As the cannabis industry becomes more mainstream and less stigmatized, more “traditional” CEOs and entrepreneurs (men) are realizing that this is a highly profitable business, and want in - edging out those who put the work in over the last decade.
“A number of the women explain in their stories that once their businesses reached a certain level, they started to hear from these male investors that they really weren’t equipped to take it to the next level,” says Picillo.
“I certainly understand that businesses reach a point where they need to change into new hands – which I think happens to both men and women when businesses grow beyond their expertise – but the way it’s happening now is much more aggressive, where these women who have done an enormous amount are now being told: ‘Thanks for playing, but your time is up. Let the guys come in and take it over from here.’”
An article published in Bloomberg suggests that there may be several culprits when it comes to the general decline of women in the cannabis industry.
The article notes the high costs required to become licensed, and what makes it even more difficult is that because marijuana is still illegal at the federal level, most banks will not provide services, so those entrepreneurs who have more money in the first place, typically male, have an advantage.
And academic research indicates that bigwig investors (Wall Street, Silicon Valley), even when given identical business pitches by male and female entrepreneurs, tend to favor men.
Wanda James, the first black dispensary owner in Colorado, and one of the subjects of Picillo’s book, says it’s a “heartbreaking reality.”
“Nobody cared when the dispensaries owned by the women in Colorado who started this industry were worth $2 million.

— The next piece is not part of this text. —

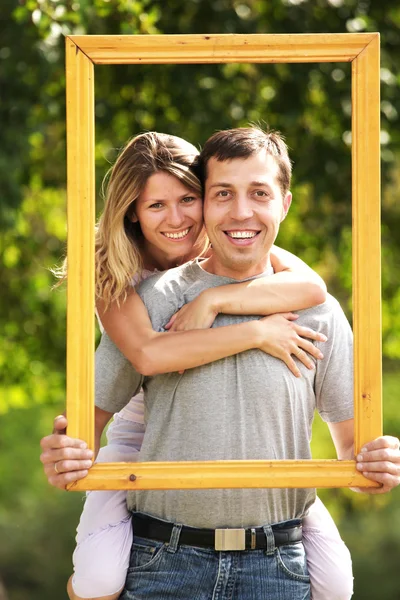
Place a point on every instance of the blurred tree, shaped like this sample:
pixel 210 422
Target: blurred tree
pixel 311 104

Nobody cared when they were worth $6 million. Nobody cared when they were worth $10 million. But now that they’re 15- or 20-million dollar companies, a lot of the board members – i.e. men – are saying, ‘you can’t handle it from here on in’,” commented James, who co-owns Simply Pure in Denver.
She hopes that this trend motivates women to push back.
“The issues [inherent to] the cannabis industry – saving babies, helping those who are incarcerated, protecting families, protecting teenagers – are classic women’s issues in an industry that is booming. We should own this.”
It’s not an uncommon idea that the cannabis industry is, in some ways, primed for female leadership and involvement.
The Executive director of Denver’s Marijuana Industry Groups and co-founder of Root Strategies Kristi Kelly notes parallels between the history of cannabis and the history of women and other marginalized groups.
In many cases, women, in particular, tend to come into the cannabis industry equipped with what could be considered the necessary prerequisites, Picillo adds.
These demographic shifts in the cannabis industry may depressing, but Picillo urges women to find power in this new challenge.